Deferred tax is recognised in respect of all timing differences at the reporting date. Unrelieved tax losses and other deferred tax assets are recognised to the extent that it is probable that they will be recovered against the reversal of deferred tax liabilities or other future taxable profits. Deferred tax is measured using the tax rates and laws that have been enacted or substantively enacted by the reporting date that are expected to apply to the reversal of the timing difference.
Financial instruments
Financial liabilities and equity instruments are classified according to the substance of the contractual arrangements entered into. An equity instrument is any contract that evidences a residual interest in the assets of the entity after deducting all of its financial liabilities.
4. Employee numbers
The average number of persons employed by the company during the year amounted to 1 (2016: 1 ).
5. Debtors
2017
2016
£
£
Trade debtors
3,048
1,214
--------
--------
6. Creditors: amounts falling due within one year
2017
2016
£
£
Accruals and deferred income
70
70
Corporation tax
11,145
9,740
Social security and other taxes
1,930
1,933
Director loan accounts
3
775
---------
---------
13,148
12,518
---------
---------
7. Director's advances, credits and guarantees
There were no director's advances, credits or guarantees during the year.

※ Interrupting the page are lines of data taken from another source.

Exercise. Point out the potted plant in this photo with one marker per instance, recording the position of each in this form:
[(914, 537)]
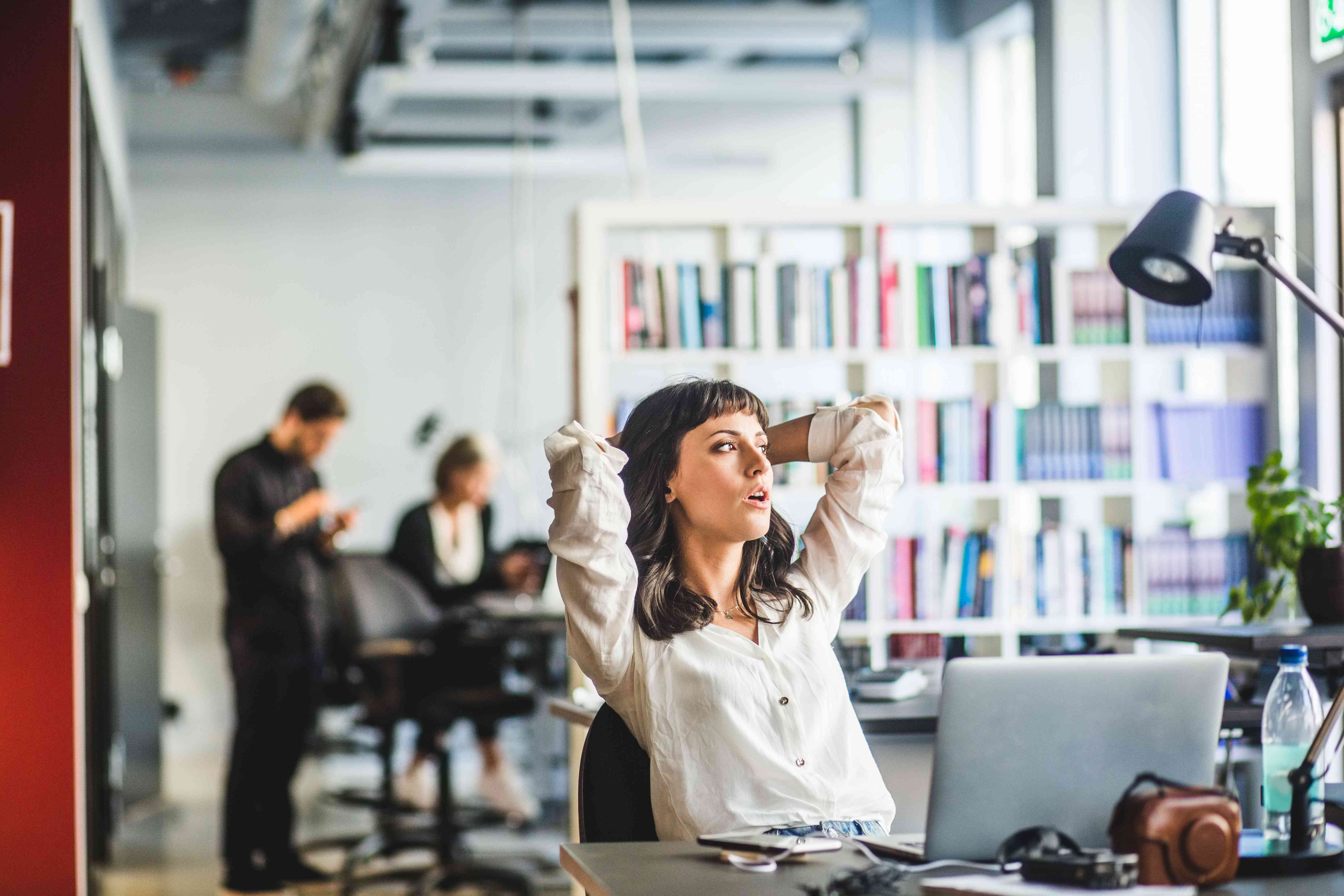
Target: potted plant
[(1291, 531)]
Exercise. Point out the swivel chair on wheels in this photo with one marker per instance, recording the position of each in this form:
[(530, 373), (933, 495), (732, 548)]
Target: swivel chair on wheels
[(389, 625)]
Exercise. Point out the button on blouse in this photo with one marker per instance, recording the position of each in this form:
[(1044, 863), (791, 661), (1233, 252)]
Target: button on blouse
[(709, 706)]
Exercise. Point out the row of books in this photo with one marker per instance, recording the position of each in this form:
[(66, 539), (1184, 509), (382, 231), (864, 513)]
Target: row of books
[(1101, 308), (857, 306), (947, 577), (1079, 573), (1198, 443), (956, 441), (952, 304), (1069, 573), (1074, 443), (1193, 577), (1232, 315)]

8. Related party transactions
The company was under the control of Mr. N. Ward throughout the current and previous year. Mr. N. Ward is the managing director and is a shareholder. No transactions with related parties were undertaken such as are required to be disclosed under Financial Reporting Standard for Smaller Entities.
9. Transition to FRS 102
These are the first financial statements that comply with FRS 102. The company transitioned to FRS 102 on 1 April 2015.
No transitional adjustments were required in equity or profit or loss for the year.